I'm happy that you were able to spend your holiday the way that made you feel the happiest. And this way, Maggie wasn't lonely---

Have a great Christmas day today, too Andrew. I honestly hope that you got at least a few flakes of snow... Jamie

Summer said...

It's Christmas!

madamspud169 said...

I hope your Christmas went well and you had a few cigarillos and diet cokes to keep you company.
I hope you enjoyed your Christmas meal and hopefully your brother came to see you at your house as that would be so much more comfortable to you.

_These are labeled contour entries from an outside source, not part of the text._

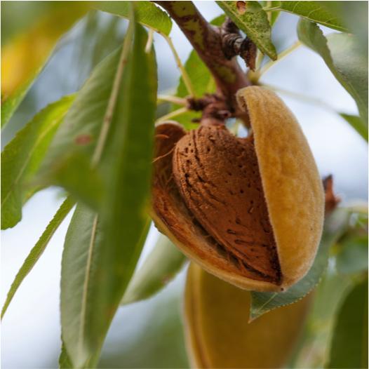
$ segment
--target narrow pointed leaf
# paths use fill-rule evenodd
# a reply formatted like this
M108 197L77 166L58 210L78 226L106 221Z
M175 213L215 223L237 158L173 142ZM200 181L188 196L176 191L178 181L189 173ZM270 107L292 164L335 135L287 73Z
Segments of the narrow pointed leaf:
M270 3L270 6L269 6L269 8L276 8L281 5L281 1L267 1L266 0L262 1L262 5L264 8L266 8L268 6L268 3ZM265 9L265 11L267 11L267 9ZM271 11L268 13L268 19L269 20L271 27L274 26L280 15L280 11Z
M95 8L129 19L128 1L100 1ZM166 36L172 29L172 20L168 14L150 1L137 1L136 20Z
M144 264L135 273L124 293L121 305L151 297L178 273L186 257L163 234Z
M42 109L0 153L0 229L20 220L22 206L37 189L26 184L74 100L74 96L67 96Z
M354 288L337 318L327 369L369 367L369 279Z
M363 55L369 53L369 1L316 1L340 18L350 33L357 36Z
M2 320L3 316L9 306L14 295L17 292L18 287L20 286L20 283L23 281L23 279L27 276L27 274L32 270L32 268L37 262L41 255L46 248L49 241L51 239L51 237L58 229L58 227L60 225L61 222L64 220L65 217L68 215L69 211L72 210L73 206L74 206L75 201L67 197L59 210L57 211L55 215L53 220L50 222L49 224L46 227L45 232L42 234L42 236L40 237L39 241L36 243L35 246L32 248L29 255L27 256L25 260L23 265L18 271L14 282L13 282L11 289L8 293L8 296L6 297L6 300L4 305L1 314L0 315L0 321Z
M251 292L251 320L263 314L296 302L309 293L321 279L328 264L330 247L344 233L349 218L349 210L337 209L326 221L321 244L313 265L307 274L284 293Z
M330 9L319 3L320 1L281 1L281 6L278 9L337 31L348 32L349 29L342 20Z
M92 72L55 135L36 177L40 185L58 184L94 208L102 192L90 168L113 90L120 47Z
M59 369L74 369L64 344L62 346L62 354L59 357Z
M340 114L350 123L351 127L369 143L369 124L365 124L360 116L349 114Z
M301 20L300 40L318 53L337 80L356 101L360 116L369 126L369 58L362 55L356 37L346 34L324 36L318 25Z
M222 15L213 19L210 24L220 27L224 20L225 15ZM213 93L215 91L215 82L211 73L194 50L192 50L188 59L186 60L184 69L187 72L197 96L201 97L206 93ZM179 98L185 98L188 95L189 95L189 93L187 91L183 78L181 76L175 95ZM181 107L182 107L174 104L172 111L177 110ZM199 119L201 116L201 112L186 112L176 116L174 119L182 124L187 129L191 130L199 126L199 124L192 123L191 120L194 119Z
M270 39L268 17L258 1L215 1L239 28L252 39L259 50L276 60L276 48Z
M95 367L149 223L145 207L157 84L154 55L145 52L146 31L134 27L133 49L119 64L123 76L114 76L116 98L109 100L111 126L101 158L108 191L101 215L77 206L63 253L62 340L75 369Z
M50 3L55 3L50 1ZM60 36L83 15L92 1L58 1L26 31L0 49L0 130L38 76Z

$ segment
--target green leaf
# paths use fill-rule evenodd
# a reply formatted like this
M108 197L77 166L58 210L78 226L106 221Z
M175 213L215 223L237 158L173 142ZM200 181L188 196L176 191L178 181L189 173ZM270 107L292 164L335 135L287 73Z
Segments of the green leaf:
M60 295L62 340L75 369L97 361L145 239L113 249L107 229L101 216L77 204L65 238Z
M327 7L318 4L318 1L281 1L281 6L276 9L299 15L337 31L349 32L342 20Z
M369 1L316 1L344 21L350 32L357 36L363 55L369 53Z
M168 14L150 1L137 3L137 22L156 32L168 36L172 29L172 20ZM129 19L128 1L100 1L95 8Z
M215 1L239 28L252 39L259 50L276 60L276 48L270 39L268 17L258 1Z
M10 119L41 71L62 34L90 8L92 1L48 2L48 11L0 49L0 130ZM46 6L47 8L47 6Z
M296 302L309 293L320 281L327 267L330 247L347 227L349 210L344 208L335 211L326 220L321 244L314 263L307 274L284 293L251 292L250 320L263 314Z
M354 36L333 34L326 38L318 25L301 20L301 42L318 53L327 67L356 101L364 124L369 125L369 60L363 57Z
M369 367L369 279L354 288L338 314L328 369Z
M0 153L0 229L20 220L22 206L38 189L25 184L39 169L74 98L65 97L42 109Z
M341 274L363 273L369 269L369 216L354 211L350 227L338 243L337 269Z
M225 15L223 14L213 19L210 22L210 24L220 27L223 24L224 20ZM184 69L187 72L197 96L203 96L206 93L213 93L215 91L215 81L211 73L194 50L192 50L189 54L184 64ZM175 95L179 98L185 98L188 95L189 92L181 76ZM177 110L181 107L182 107L174 104L172 111ZM201 112L187 112L176 116L174 119L180 124L182 124L186 129L191 130L199 127L199 124L192 123L191 120L199 119L201 116Z
M124 66L123 76L116 73L114 77L116 98L110 100L108 107L111 129L102 156L108 189L104 206L98 215L79 204L65 241L62 340L76 369L95 368L149 224L145 208L157 81L154 55L145 52L146 31L138 24L134 27L133 50L119 63L120 67ZM126 46L123 51L129 51Z
M94 208L102 196L99 168L90 168L112 93L120 47L92 72L55 134L35 182L58 184Z
M349 115L344 114L340 114L342 118L348 121L351 127L369 143L369 124L365 124L360 116L356 115Z
M269 4L268 4L269 3ZM276 8L277 6L279 6L281 5L281 1L262 1L262 5L263 8ZM267 8L264 9L265 11L267 11ZM280 11L271 11L268 13L268 19L269 20L270 25L271 27L273 27L274 25L274 23L277 21L278 18L281 15Z
M64 344L62 345L62 353L59 357L59 369L74 369Z
M186 257L163 234L144 264L135 273L121 304L132 304L151 297L178 273Z
M354 274L369 269L369 235L350 237L340 244L337 269L342 274Z
M6 300L3 307L1 314L0 315L0 321L1 321L6 311L6 309L8 309L8 307L9 306L9 304L11 303L14 295L17 292L18 287L20 286L20 283L28 275L29 271L32 270L32 268L46 248L46 246L48 246L49 241L51 239L51 237L58 229L61 222L72 210L73 206L74 206L75 203L76 202L69 197L65 200L53 218L53 220L50 222L49 224L46 227L46 229L42 234L42 236L40 237L39 241L37 243L36 243L35 246L29 253L29 255L27 256L23 265L22 265L22 267L16 275L15 279L13 282L11 289L8 293Z

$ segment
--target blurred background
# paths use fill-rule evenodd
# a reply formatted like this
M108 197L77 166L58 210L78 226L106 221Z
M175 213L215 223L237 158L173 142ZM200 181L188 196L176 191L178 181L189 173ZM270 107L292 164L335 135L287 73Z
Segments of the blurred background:
M22 15L29 16L42 7L42 1L1 3L0 22L7 22L15 27L25 27ZM222 13L213 1L194 3L209 21ZM297 40L297 22L298 18L295 15L281 14L272 32L272 41L278 51ZM3 131L1 149L41 109L65 95L78 91L91 69L121 44L127 24L126 20L96 11L90 12L79 21L60 40L48 65ZM326 34L335 32L320 27ZM192 46L175 24L170 36L184 62ZM180 73L173 54L159 35L154 36L154 46L159 92L171 88L175 90ZM244 68L242 60L240 64ZM322 102L321 105L314 105L280 94L297 117L321 176L333 175L335 191L343 201L369 199L368 145L334 112L336 109L357 114L357 108L323 60L301 46L268 70L260 81ZM168 108L168 105L161 106L158 116L166 114ZM37 193L25 205L22 221L14 228L0 234L1 307L17 272L62 203L62 196L63 192L58 188ZM61 346L60 262L71 217L72 213L25 279L4 316L0 331L1 369L58 367ZM140 264L157 237L157 231L152 227ZM119 309L104 346L99 369L189 368L181 323L184 281L185 270L153 298Z

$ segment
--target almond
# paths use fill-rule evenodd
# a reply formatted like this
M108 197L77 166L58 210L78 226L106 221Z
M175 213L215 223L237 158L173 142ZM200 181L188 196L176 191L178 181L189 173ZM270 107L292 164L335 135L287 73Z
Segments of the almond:
M223 125L156 127L152 217L189 257L239 287L281 292L318 246L323 189L307 140L273 92L237 93L252 138Z

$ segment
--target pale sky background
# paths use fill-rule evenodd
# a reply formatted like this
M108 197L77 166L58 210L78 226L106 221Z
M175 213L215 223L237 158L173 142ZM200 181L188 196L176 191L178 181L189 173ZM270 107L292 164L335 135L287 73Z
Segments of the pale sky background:
M222 13L213 1L194 1L208 20ZM105 16L105 15L104 15ZM297 40L298 18L283 13L276 26L283 29L276 40L284 48ZM286 27L285 22L291 25ZM284 26L283 26L284 24ZM323 27L322 27L323 28ZM324 29L325 33L333 32ZM192 47L175 24L170 34L181 60L184 62ZM159 90L175 84L179 72L165 40L155 35L158 58ZM38 108L58 100L60 90L53 88L55 74L63 78L69 74L72 52L68 46L62 48L32 88L37 96ZM56 72L55 72L56 71ZM73 75L73 74L72 74ZM337 110L357 114L355 102L333 77L323 60L304 47L278 63L261 81L290 91L321 100ZM49 87L47 86L50 84ZM47 93L45 93L47 90ZM69 93L73 91L69 91ZM335 190L344 199L369 197L369 152L368 145L358 134L338 115L321 107L306 103L283 95L281 97L295 113L311 145L321 175L333 174ZM14 278L32 248L53 217L62 199L60 189L43 190L25 205L23 219L14 228L0 234L0 304L2 307ZM4 318L1 330L0 367L1 369L53 369L58 368L60 349L59 294L60 262L64 238L71 213L55 234L36 267L16 293ZM145 255L152 248L158 234L152 229L145 246ZM171 292L180 295L184 274L182 273ZM105 349L116 340L128 342L142 333L149 311L160 296L132 306L119 308L113 321ZM153 302L154 301L154 302Z

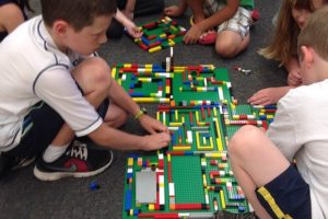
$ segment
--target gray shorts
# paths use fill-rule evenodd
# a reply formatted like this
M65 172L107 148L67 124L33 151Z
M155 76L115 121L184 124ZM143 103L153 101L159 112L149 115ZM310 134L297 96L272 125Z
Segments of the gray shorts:
M222 3L219 0L206 0L202 8L206 16L211 16L225 5L225 3ZM233 31L238 33L242 38L244 38L248 34L251 24L251 12L243 7L239 7L238 11L233 18L218 26L218 33L222 31Z

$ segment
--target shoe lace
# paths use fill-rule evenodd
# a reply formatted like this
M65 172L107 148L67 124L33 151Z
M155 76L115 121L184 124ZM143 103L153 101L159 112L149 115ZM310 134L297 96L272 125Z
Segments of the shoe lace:
M87 148L86 148L86 143L82 143L78 140L74 140L72 142L72 148L71 150L68 150L66 152L67 155L71 157L71 158L78 158L81 160L86 161L87 159Z

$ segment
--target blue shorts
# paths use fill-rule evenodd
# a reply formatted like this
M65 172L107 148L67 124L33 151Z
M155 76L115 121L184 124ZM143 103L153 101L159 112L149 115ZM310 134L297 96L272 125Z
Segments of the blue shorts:
M309 187L293 165L257 188L256 195L272 218L312 218Z
M103 118L108 106L109 100L105 99L97 108ZM46 103L39 102L24 118L21 142L5 153L16 158L39 157L55 139L62 125L61 116Z

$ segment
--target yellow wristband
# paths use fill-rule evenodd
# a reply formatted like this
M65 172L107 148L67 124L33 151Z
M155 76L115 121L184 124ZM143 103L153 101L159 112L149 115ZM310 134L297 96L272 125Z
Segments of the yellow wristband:
M144 113L142 110L139 111L139 113L136 114L134 119L139 119L140 116L142 116Z

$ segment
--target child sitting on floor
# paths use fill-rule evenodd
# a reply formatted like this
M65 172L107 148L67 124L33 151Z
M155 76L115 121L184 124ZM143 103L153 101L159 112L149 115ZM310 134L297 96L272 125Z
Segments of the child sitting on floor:
M248 46L253 0L180 0L179 5L168 7L164 13L178 16L187 7L192 11L192 26L184 37L186 44L215 43L216 53L226 58Z
M0 164L8 164L2 170L37 157L34 175L55 181L92 176L110 165L112 151L90 148L74 136L110 149L166 147L167 127L145 115L112 79L106 61L96 57L95 50L107 41L116 1L40 3L42 15L0 44ZM118 130L128 115L150 135Z
M278 102L267 134L244 126L227 147L234 175L261 219L328 218L327 21L324 7L304 24L297 39L303 85Z

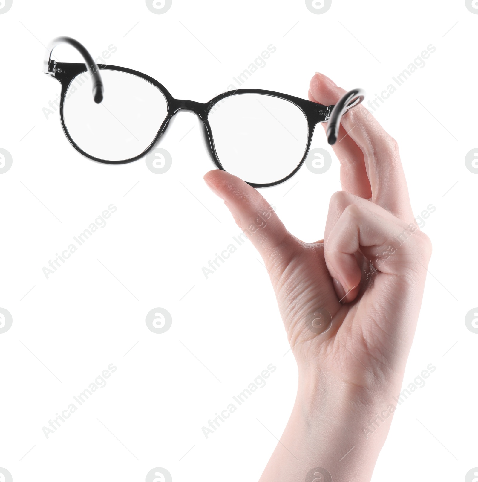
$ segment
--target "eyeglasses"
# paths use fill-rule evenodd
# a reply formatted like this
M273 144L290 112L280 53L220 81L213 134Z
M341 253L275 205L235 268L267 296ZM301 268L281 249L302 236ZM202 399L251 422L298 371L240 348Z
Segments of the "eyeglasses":
M52 60L53 49L61 43L76 48L85 63ZM271 91L239 89L203 104L174 98L141 72L97 65L85 47L69 37L55 39L49 50L43 71L61 84L62 126L83 155L106 164L136 161L157 144L177 112L189 111L200 120L216 167L255 187L275 186L297 172L317 124L328 123L327 140L334 144L342 116L365 95L356 89L336 105L323 106ZM84 87L90 79L92 98Z

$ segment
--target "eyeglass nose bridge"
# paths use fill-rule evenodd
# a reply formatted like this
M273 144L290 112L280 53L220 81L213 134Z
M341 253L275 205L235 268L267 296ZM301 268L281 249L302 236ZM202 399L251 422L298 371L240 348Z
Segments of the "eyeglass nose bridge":
M173 116L180 110L194 112L203 122L207 118L207 104L196 102L186 99L174 99L170 100L170 115Z

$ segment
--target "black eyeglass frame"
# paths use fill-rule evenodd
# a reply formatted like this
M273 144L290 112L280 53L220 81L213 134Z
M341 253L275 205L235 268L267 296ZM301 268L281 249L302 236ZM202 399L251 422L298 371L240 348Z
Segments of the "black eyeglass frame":
M75 47L85 58L85 63L59 62L52 60L51 56L53 49L56 45L62 42L69 43ZM295 174L301 168L307 157L312 142L314 130L317 124L322 122L329 122L327 132L328 141L330 144L334 144L336 141L340 121L342 116L349 109L362 102L365 95L365 93L362 89L356 89L348 92L335 106L324 106L293 95L259 89L238 89L236 90L229 91L217 95L205 103L197 102L193 100L176 99L173 97L164 85L153 77L146 74L143 74L137 70L117 66L106 64L97 65L86 49L79 42L69 37L60 37L53 41L50 45L50 55L45 59L45 64L44 68L45 73L54 77L61 84L61 94L60 98L60 118L63 131L67 138L73 147L83 156L93 161L104 164L126 164L137 161L143 157L157 144L174 116L181 110L185 110L194 112L200 119L203 123L203 130L206 140L206 145L213 162L218 169L226 171L226 170L224 169L219 160L216 152L212 130L208 120L209 114L214 106L226 97L244 94L261 94L270 95L280 99L284 99L295 104L302 111L307 121L307 142L302 158L290 174L278 181L267 183L257 183L248 182L245 179L244 180L248 184L253 187L267 187L276 186L287 180ZM85 72L89 72L93 81L93 98L97 104L100 104L103 99L103 84L100 72L101 70L105 70L125 72L147 80L161 91L166 100L168 114L155 137L149 146L141 154L129 159L125 159L123 161L107 161L91 156L84 151L76 144L70 135L65 124L63 107L68 89L72 82L78 76Z

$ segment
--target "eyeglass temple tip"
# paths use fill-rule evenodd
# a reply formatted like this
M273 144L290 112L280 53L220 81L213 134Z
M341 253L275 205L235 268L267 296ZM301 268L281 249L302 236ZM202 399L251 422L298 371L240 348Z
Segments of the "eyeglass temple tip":
M361 104L365 98L363 89L354 89L344 94L332 109L327 128L327 140L333 146L337 142L342 117L349 109Z

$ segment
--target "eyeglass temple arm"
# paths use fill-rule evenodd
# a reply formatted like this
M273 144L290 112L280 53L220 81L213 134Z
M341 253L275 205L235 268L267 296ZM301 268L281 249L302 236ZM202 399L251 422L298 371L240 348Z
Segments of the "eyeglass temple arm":
M67 43L74 47L80 54L83 55L85 59L85 64L93 80L93 98L97 104L100 104L103 100L103 82L100 75L99 69L96 63L93 60L93 57L90 53L78 40L69 37L59 37L52 40L48 48L50 54L47 53L43 62L43 72L46 74L51 73L50 70L50 63L52 61L52 54L53 49L60 43Z
M349 109L358 105L365 98L363 89L354 89L344 94L335 105L331 106L332 114L327 127L327 140L329 144L335 144L338 135L338 128L342 116Z

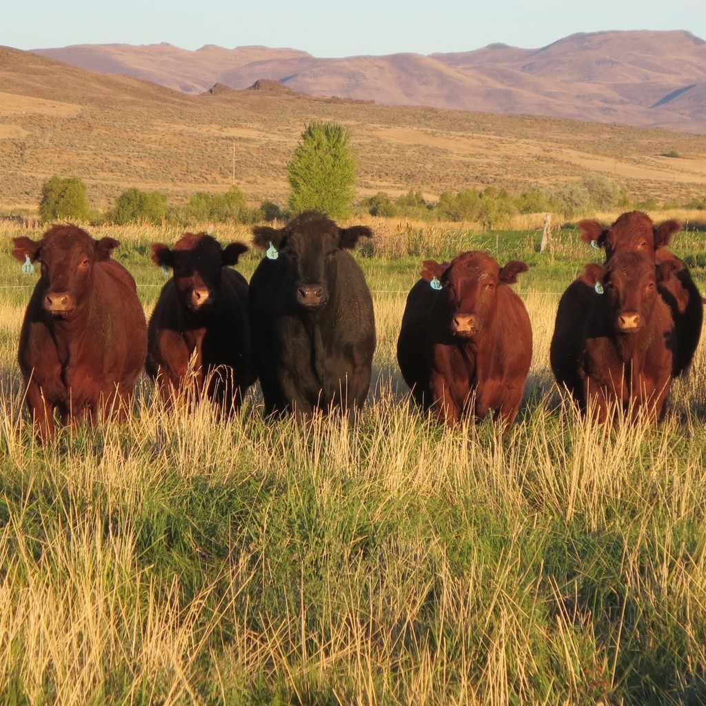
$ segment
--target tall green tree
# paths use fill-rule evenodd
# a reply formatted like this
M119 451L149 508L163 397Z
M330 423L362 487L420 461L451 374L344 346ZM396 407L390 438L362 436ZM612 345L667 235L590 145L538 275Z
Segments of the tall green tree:
M310 123L287 167L292 215L316 209L332 218L349 216L356 197L357 167L345 128L338 123Z
M88 220L90 205L86 185L78 176L62 179L54 174L42 186L39 211L44 221Z

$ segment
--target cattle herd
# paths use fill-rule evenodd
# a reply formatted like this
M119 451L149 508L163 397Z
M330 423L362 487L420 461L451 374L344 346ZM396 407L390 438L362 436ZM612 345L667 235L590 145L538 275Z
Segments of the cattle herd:
M672 378L687 371L703 304L685 263L666 246L681 226L640 212L611 226L580 223L605 250L562 295L550 347L559 385L584 413L616 409L662 417ZM39 241L14 239L13 254L41 265L20 336L28 407L41 440L62 424L129 413L144 368L165 405L207 397L238 412L259 380L267 414L305 419L365 401L376 345L373 301L347 251L372 232L341 228L310 211L281 229L253 228L265 251L249 285L229 265L248 249L186 233L152 259L172 272L149 324L130 273L111 255L119 244L74 225ZM407 297L397 361L414 400L440 421L489 414L509 426L532 353L527 310L510 289L527 271L487 253L424 263Z

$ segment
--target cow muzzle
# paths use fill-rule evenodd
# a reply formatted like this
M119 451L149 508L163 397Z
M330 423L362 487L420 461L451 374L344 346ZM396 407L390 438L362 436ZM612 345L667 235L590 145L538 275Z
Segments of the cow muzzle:
M214 299L208 287L195 287L191 290L191 308L196 310L202 306L208 306L213 304Z
M44 308L49 313L61 315L73 311L73 298L68 292L49 292L44 298Z
M301 285L297 289L297 301L307 309L316 309L326 303L323 285Z
M457 313L451 321L451 330L457 336L474 336L479 328L478 317L472 313Z
M645 325L645 321L637 311L623 311L618 317L618 328L621 331L637 331Z

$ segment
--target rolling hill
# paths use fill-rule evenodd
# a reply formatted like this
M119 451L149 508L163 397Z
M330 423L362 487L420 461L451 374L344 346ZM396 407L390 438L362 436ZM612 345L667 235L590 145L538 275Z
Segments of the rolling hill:
M315 119L350 133L361 196L413 189L434 201L445 190L489 186L520 193L597 174L636 201L683 203L706 192L706 136L385 105L312 96L291 85L258 80L241 90L218 83L186 92L0 47L0 210L36 208L53 174L80 177L100 208L131 186L163 191L176 203L233 184L252 203L284 205L287 162ZM668 102L695 108L700 95L697 85Z
M706 42L686 31L575 34L540 49L321 59L292 49L168 44L37 49L67 64L199 93L258 78L311 95L706 133Z

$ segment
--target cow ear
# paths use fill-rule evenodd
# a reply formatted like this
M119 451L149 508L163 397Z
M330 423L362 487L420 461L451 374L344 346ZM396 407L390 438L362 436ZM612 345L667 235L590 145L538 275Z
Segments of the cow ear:
M349 228L340 228L341 237L338 241L338 246L352 250L356 246L358 239L361 237L372 238L372 229L366 225L352 225Z
M511 260L501 269L498 277L503 284L514 285L517 281L517 275L527 272L529 269L527 263L520 262L519 260Z
M172 267L174 256L169 246L164 243L152 244L152 261L160 267Z
M602 265L599 265L598 263L589 263L583 268L581 279L589 287L595 287L597 282L602 282L605 274L606 268Z
M431 282L435 277L437 280L441 280L443 273L448 269L448 263L441 265L436 260L425 260L421 266L424 268L420 273L421 278L427 282Z
M223 254L221 260L224 265L235 265L238 262L238 258L243 253L246 253L250 249L243 243L229 243L223 249Z
M652 229L654 231L654 249L664 248L669 244L672 236L681 230L681 224L674 218L670 218Z
M256 225L253 228L253 245L261 250L266 249L270 243L279 249L284 237L282 229L268 225Z
M39 256L40 249L42 247L41 241L37 243L36 241L28 238L25 235L20 238L13 238L12 241L15 244L15 249L13 250L12 254L20 262L23 263L28 255L32 261Z
M582 220L579 223L578 227L583 231L581 233L581 239L587 245L590 245L593 247L597 245L600 248L603 247L605 244L607 229L599 223L598 221Z
M97 241L95 244L95 254L97 259L99 261L109 259L110 258L110 253L119 244L120 241L116 240L114 238L101 238L100 240Z

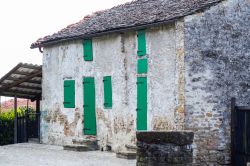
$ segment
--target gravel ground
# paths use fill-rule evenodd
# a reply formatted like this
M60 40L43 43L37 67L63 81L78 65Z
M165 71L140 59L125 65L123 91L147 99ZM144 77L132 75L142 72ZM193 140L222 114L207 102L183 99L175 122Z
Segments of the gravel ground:
M134 166L135 160L110 152L71 152L60 146L15 144L0 146L0 166Z

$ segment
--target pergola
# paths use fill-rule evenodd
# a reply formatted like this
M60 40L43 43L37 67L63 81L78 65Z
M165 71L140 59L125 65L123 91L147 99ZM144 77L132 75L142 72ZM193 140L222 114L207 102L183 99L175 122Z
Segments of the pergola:
M27 63L19 63L0 79L0 96L14 97L15 143L17 143L17 98L36 100L36 112L39 114L42 94L41 83L42 66Z

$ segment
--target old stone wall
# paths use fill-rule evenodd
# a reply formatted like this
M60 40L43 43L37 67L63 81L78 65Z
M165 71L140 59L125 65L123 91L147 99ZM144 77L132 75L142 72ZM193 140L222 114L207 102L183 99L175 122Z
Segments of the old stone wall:
M190 131L137 132L137 166L191 166L194 133Z
M250 1L185 17L186 129L204 165L230 164L230 99L250 104Z
M178 107L175 25L146 30L148 70L148 130L175 126ZM104 148L123 150L136 142L136 31L93 38L93 62L83 60L82 41L44 48L41 137L43 143L70 144L83 135L82 78L95 78L97 139ZM103 77L112 76L113 108L103 108ZM63 81L76 81L76 107L63 107Z

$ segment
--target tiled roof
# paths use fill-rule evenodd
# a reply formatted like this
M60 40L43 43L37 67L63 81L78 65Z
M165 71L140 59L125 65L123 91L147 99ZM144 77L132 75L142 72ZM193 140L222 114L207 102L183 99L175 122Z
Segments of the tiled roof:
M221 0L136 0L85 16L53 35L38 39L31 48L98 36L112 31L166 23L190 15Z

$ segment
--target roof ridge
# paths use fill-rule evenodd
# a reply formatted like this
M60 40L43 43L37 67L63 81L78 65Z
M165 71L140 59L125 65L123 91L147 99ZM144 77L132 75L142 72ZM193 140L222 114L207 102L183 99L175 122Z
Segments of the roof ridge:
M80 21L32 43L31 48L99 36L125 28L166 23L222 0L133 0L86 15Z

I don't think anyone without a mental illness can really understand what life is like with one but it seems that your family try their very best.

I hope you have a lovely rest of the year and that 2008 is even better.

You never know you may end up surprising us all

Love Mandi

Morgan W. Brown said...

I spent Christmas Eve quietly house/pet sitting in the boonies of Vermont and will most likely spend Christmas Day here as well. Had given thought to attending a free community Christmas dinner being held at noon in a neighboring city about a 20 minute drive away, but am not sure I am really up to it for various reasons and thus might end up simply staying put. There is never anything neither sad or bad about doing what is best for oneself when it comes to such matters, particularly when one can derive some level of peace of mind and spirit from it, at least if one allows for such. Merry Christmas!

nengaku said...

sarina and i are cuddling here enjoying a quiet christmas morning and wishing you and maggie the same.and all the other critters say peep, squawk, meow, and baaaaaaa.
peace brother

Tee said...

MERRY CHRITMAS! I hope your day will be peaceful for you. We have been going non-stop for the past week and truthfully, I'm tired, and would love to stay home today, build a huge fire in the fireplace, sit back and read and relax.

Andrew, you blog has truly been a bright spot for many, many readers. I hope you will continue.

Did your brother come over and visit? What a blessing for you--your new home and little Maggie.